Welsh Rugby Update 16.04.2020


This week's WRU Status Update comes from chiarman Gareth Davies

In normal times, I afford myself the luxury of a game of golf on a given weekend. As a former rugby player who has represented his country I like to think I have a certain aptitude for sport in general and, as I’ve moved away from full-time employment over the years, I’ve been able to devote more time to golf.  I fulfil my duties as WRU chairman with pride, diligence and dedication during the week, but I’m a Sunday morning regular and I might get out and practice with extra sessions when time allows.

It’s the kind of schedule that rugby players in the community game might enjoy as they prepare to partake of their chosen past-time on rugby pitches around Wales during the season.  In comparison to the professional game in either sport, I’d suggest we are perhaps at a similar standard.  I’m not going to win the Ryder Cup and there are hundreds of players at clubs around the country who will never pull on the red jersey of Wales, but who nevertheless love and passionately enjoy our game and, indeed, help to sustain it with enthusiasm and commitment to it.

As we often state, the community game is the lifeblood of our sport, club players are also supporters, coaches, administrators and referees and alongside their families and social networks they form the very DNA of Welsh rugby, but there is one persistent factor at this level of the game that I simply cannot fathom – payment.

There is no one scouting the golf courses looking to tempt me with lucrative offers after a decent round and neither would I, nor anyone else for that matter, expect there to be.  So why do clubs, who exist for rugby and rugby alone so unnecessarily drain the very resources which could ensure long term sustainability by insisting on paying players?

I spoke on these pages last week about opportunity arising from present adversity.  Clubs around the country now have a stark admission to make, after cancelling the season at the end of March doors have been closed, lights have been switched off and costs have been minimised, in readiness for the time when we can switch everything back on again.  But there are outliers who cannot turn off all the taps in this simple way.  They are the amateur clubs who have players on contracts and with wage bills to sustain.  In the professional game there have been negotiations and pay-cuts across the board, but in the amateur game this should not have been an issue. 

I know many of our Indigo Group Premiership clubs, for example, are keen to use the current lull in playing to re-assess their own finances.  At this level of the game there is a willingness already to more tightly control payments made to players and a widespread acceptance that this aspect of individual club business models is not currently fit for purpose. But, if the Premiership must significantly tighten its belt, elsewhere payments must not be made at all.

We will have the opportunity soon, we hope, to start again.  The opportunity is there for us all to sit down with our key stakeholders and re-calibrate.  Welsh rugby will return with renewed vigour, it will be refreshed and irrepressible and the communities around our clubs will flood out of their homes to gather again to enjoy each other’s company and to enjoy our national sport.

But please, dear clubs, I implore you let us start again with the right structure. If no club offers payment, then there will be no market for player wages and no club will feel the need.  If no club breaks ranks and we all play for enjoyment, for our town or village of birth, for the club with whom we hold the strongest affinity, with our friends and neighbours, our extended families and our children, then no club will suffer the same threat of oblivion that is currently being felt in some quarters if a similar crisis were to strike again.

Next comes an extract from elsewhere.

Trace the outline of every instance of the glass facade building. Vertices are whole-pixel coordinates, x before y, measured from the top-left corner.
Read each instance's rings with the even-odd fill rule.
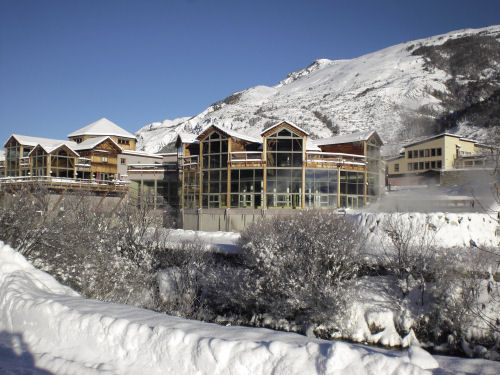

Don’t pay players.  Play in the league you are in, strive to beat the opposition you face, dream of lifting the trophies available at your current standard and attract the players who are drawn to your club.  Use the money you save on attracting, developing and engaging players for the future or on ensuring your club remains the central hub of your community that it has always been. Be sustainable and help safeguard the future for us all.